Elezioni nella regione dei Grandi Laghi, Costituzioni calpestate, proteste, repressioni, arresti arbitrari e fosse comuni. La situazione nel cuore dell’Africa sub-sahariana è quella di un arcipelago di piccoli e grandi regni dove le violazioni dei diritti umani avvengono all’ordine del giorno e nella totale impunità: tutto tragicamente noto. Ciò che invece non è così risaputo è un particolare atroce, legato alla tornata elettorale ugandese.
Nel Paese di Museveni si sono registrati sei casi certi di mutilazioni e assassini di bambini, sacrificati come ” auspicio” per il buon esito del turno elettorale.A denunciare l’accaduto è stata l’organizzazione Kyampisi Childcare Ministeries, a portarlo alla ribalta delle cronache l’Agenzia Fides e a confermare la notizia è intervenuto anche il Ministero degli Interni di Kampala che ha accertato la sparizione di diversi minori durante il periodo delle amministrative.

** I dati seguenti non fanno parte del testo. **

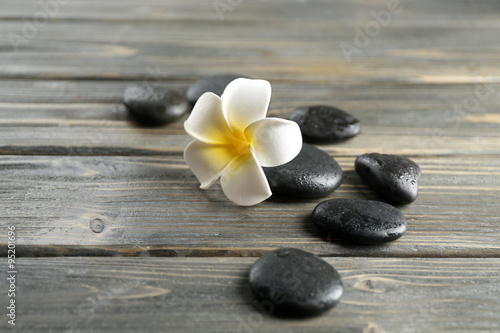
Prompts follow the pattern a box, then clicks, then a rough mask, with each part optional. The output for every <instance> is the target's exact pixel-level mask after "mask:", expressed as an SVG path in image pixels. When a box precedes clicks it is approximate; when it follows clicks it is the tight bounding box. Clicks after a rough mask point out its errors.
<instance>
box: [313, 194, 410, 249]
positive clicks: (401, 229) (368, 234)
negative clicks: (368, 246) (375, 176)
mask: <svg viewBox="0 0 500 333" xmlns="http://www.w3.org/2000/svg"><path fill="white" fill-rule="evenodd" d="M312 221H313V223H314V225H315V226H316V227H317V228H318V229H319V230H320V231H321V232H322V233H323V234H324V235H325V236H326V237H328V238H340V239H342V240H345V241H347V242H349V243H355V244H379V243H384V242H389V241H393V240H395V239H398V238H399V237H401V236H402V235H403V234H404V233H405V231H406V218H405V216H404V215H403V213H401V211H399V209H397V208H396V207H393V206H391V205H389V204H386V203H384V202H380V201H371V200H357V199H331V200H326V201H323V202H321V203H320V204H319V205H317V206H316V208H314V210H313V213H312Z"/></svg>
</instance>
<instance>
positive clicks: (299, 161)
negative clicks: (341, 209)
mask: <svg viewBox="0 0 500 333" xmlns="http://www.w3.org/2000/svg"><path fill="white" fill-rule="evenodd" d="M263 169H264V173H265V174H266V177H267V180H268V182H269V185H270V186H271V191H272V192H273V193H275V194H279V195H288V196H295V197H301V198H316V197H321V196H325V195H328V194H329V193H331V192H333V191H334V190H335V189H337V188H338V187H339V186H340V184H341V182H342V169H341V168H340V166H339V165H338V163H337V162H336V161H335V160H334V159H333V158H332V157H330V155H328V154H327V153H326V152H324V151H322V150H320V149H318V148H316V147H314V146H312V145H309V144H307V143H304V144H303V145H302V149H301V151H300V153H299V154H298V155H297V157H295V158H294V159H293V160H291V161H290V162H288V163H286V164H283V165H280V166H277V167H273V168H263Z"/></svg>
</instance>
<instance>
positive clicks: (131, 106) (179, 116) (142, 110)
mask: <svg viewBox="0 0 500 333" xmlns="http://www.w3.org/2000/svg"><path fill="white" fill-rule="evenodd" d="M123 97H124V103H125V106H126V107H127V110H128V111H129V113H130V115H131V116H132V117H133V118H134V119H135V120H137V121H139V122H142V123H144V124H148V125H162V124H166V123H171V122H174V121H176V120H177V119H179V118H180V117H181V116H182V115H183V114H185V113H186V112H187V111H188V109H189V108H190V105H189V103H188V102H187V101H186V99H185V98H184V96H182V95H181V94H179V93H178V92H176V91H173V90H170V89H168V88H161V87H148V86H131V87H128V88H127V89H125V93H124V96H123Z"/></svg>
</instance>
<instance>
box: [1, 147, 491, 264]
mask: <svg viewBox="0 0 500 333" xmlns="http://www.w3.org/2000/svg"><path fill="white" fill-rule="evenodd" d="M337 160H338V161H339V163H340V165H341V167H342V168H343V170H344V181H343V184H342V186H341V187H340V188H339V189H338V190H336V191H335V192H334V193H333V194H331V195H330V196H328V197H325V198H324V199H328V198H340V197H344V198H363V199H375V200H376V199H378V197H377V196H376V195H375V194H374V193H373V192H371V191H370V190H369V189H368V188H367V187H366V186H365V185H363V184H362V181H361V180H360V179H359V177H358V176H357V175H356V174H355V172H354V170H353V169H354V166H353V163H354V158H353V157H339V158H337ZM415 161H416V162H417V163H419V164H420V166H421V168H422V171H423V177H422V180H421V188H420V192H419V198H418V199H417V201H416V202H414V203H413V204H411V205H407V206H403V207H401V209H402V211H403V212H404V214H405V215H406V216H407V219H408V231H407V233H406V235H405V236H404V237H402V238H401V239H399V240H397V241H395V242H392V243H389V244H386V245H381V246H347V245H346V244H342V243H340V242H338V241H336V240H332V239H325V238H324V237H322V236H321V235H319V234H318V233H317V232H316V230H315V228H314V226H313V225H312V224H311V222H310V221H309V216H310V214H311V212H312V210H313V208H314V207H315V205H316V204H318V203H319V202H320V201H322V200H324V199H315V200H298V199H280V198H272V199H270V200H268V201H266V202H264V203H262V204H259V205H257V206H254V207H239V206H236V205H234V204H232V203H231V202H230V201H228V200H227V198H226V197H225V196H224V195H223V193H222V190H221V188H220V186H219V185H217V184H216V185H214V186H213V187H212V188H210V189H209V190H205V191H204V190H200V189H199V188H198V185H199V184H198V183H197V181H196V179H195V177H194V176H193V174H192V173H191V171H190V170H189V169H188V168H187V166H186V165H185V163H184V161H183V160H182V158H181V157H180V156H172V157H48V156H2V157H1V158H0V177H1V179H2V185H1V192H0V202H2V205H3V206H4V207H5V210H4V211H2V215H1V216H2V224H3V225H15V226H16V228H17V230H18V243H19V247H20V252H21V254H23V255H25V256H40V255H79V254H80V255H126V256H137V255H139V256H142V255H160V256H162V255H169V256H211V255H217V256H222V255H225V256H227V255H230V256H247V255H259V254H261V253H263V252H265V251H267V250H269V249H270V248H273V247H279V246H294V247H299V248H303V249H306V250H309V251H313V252H315V253H318V254H321V255H335V256H339V255H340V256H407V257H408V256H409V257H421V256H430V257H450V256H451V257H453V256H462V257H474V256H484V257H495V256H496V257H498V256H500V245H499V244H500V229H499V226H500V225H499V223H498V222H499V218H498V216H500V206H499V205H498V195H499V193H498V189H499V188H500V187H499V185H500V177H499V175H500V159H499V157H498V156H474V157H466V156H458V157H452V156H449V157H417V158H415ZM96 218H98V219H101V221H102V223H103V224H104V230H103V231H102V232H100V233H96V232H93V231H92V228H91V227H90V225H89V223H90V221H91V220H93V219H96Z"/></svg>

Secondo la KCM gli episodi di violenza sono da collocarsi in un arco di tempo che va da ottobre a febbraio nelle aree di Ssembabule, Mukono, Buikwe e Mubende e una volontaria della organizzazione ha raccontato che la convinzione di alcune fasce della popolazione è che il versamento di sangue umano porti ricchezza e potere.
L’ elezioni in Uganda si sono tenute giovedì 18 febbraio, al governo è rimasto Museveni, e a far eco alla sua nuova e prevedibile vittoria uno stuolo di polemiche e di accuse. Mancanza di democrazia e di libertà, sopra tutte. Ma la drammatica scoperta fa riflettere sul fatto che ciò che manca davvero più di tutto nel piccolo stato africano oggi sia un cuore. È un contingente di sola tenebra.